Como no caso do Aladdin, o apedrejamento virtual foi imediato. A ambulante, identificada como Edilene, perdeu a mercadoria e teve os filhos pequenos levados pelo Conselho Tutelar.

Um repórter da TV Record fez aquilo que é obrigação dos jornalistas e sempre é ignorado pelos justiceiros das redes sociais: foi atrás da verdadeira história.

Então foi descoberto que a ambulante se chama Edilene e estava enchendo as garradas de água para abastecer os foliões de um bloco chamado Muquiranas, cujos integrantes brincam com aquelas armas de brinquedo que atiram água.

Conforme Edilene contou na reportagem, os foliões do bloco só compram cerveja se os ambulantes encherem seus brinquedos com água.

Chorando, ela explicou que mora em Feira de Santana, a mais de 100 km da capital baiana, tem dois filhos e está grávida de sete meses.

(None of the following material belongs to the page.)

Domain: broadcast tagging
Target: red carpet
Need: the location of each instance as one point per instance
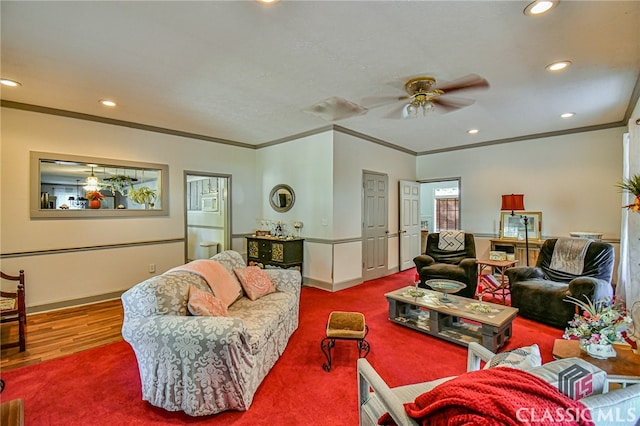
(102, 387)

As crianças, segundo ela, não estavam ali para trabalhar.

A repercussão do vídeo fez com que a mulher negra e pobre perdesse a oportunidade de ganhar algum dinheiro e sofresse humilhação pública.

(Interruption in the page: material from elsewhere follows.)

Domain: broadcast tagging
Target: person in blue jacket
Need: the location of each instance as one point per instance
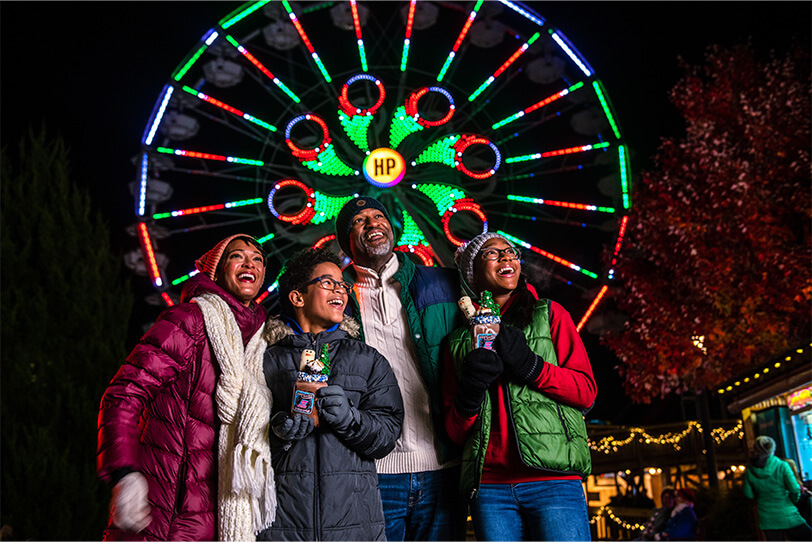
(326, 482)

Para sua sorte, a verdade apareceu rápido e até provocou uma corrente de assistencialismo, em que ela ganhou um carrinho para vender picolés e enxoval para o bebê. Tudo explorado pela Record, com direito a musiquinha dramática ao fundo, é importante lembrar.

Mas nem todo mundo tem a mesma sorte de Edilene. Às vezes o boato espalhado na internet termina em julgamento no mundo real, como aconteceu com Fabiane Maria de Jesus em 2014, linchada no Guarujá após ser acusada de sequestrar crianças para a prática de magia negra.

A acusação surgiu depois que uma foto da suposta sequestradora foi divulgada em uma fanpage de notícias da cidade litorânea. Confundida com a criminosa, Fabiane foi cercada quando andava na rua e espancada até a morte.

Todas essas histórias de constrangimento, humilhação e morte poderiam ser evitadas se usuários da internet refreassem a sanha de compartilhar e emitir juízo de valor a respeito de tudo que recebem pela internet sem antes conferir a veracidade dos fatos.

Fazer essa análise antes de passar uma informação adiante não é obrigação só dos jornalistas profissionais, e sim uma regra que deveria ser obedecida por qualquer pessoa que tenha a intenção de emitir uma opinião ou divulgar uma informação.

É questão de bom senso. O problema é que essas duas palavras, combinadas, não costumam ser corriqueiras no vale-tudo verborrágico das redes sociais.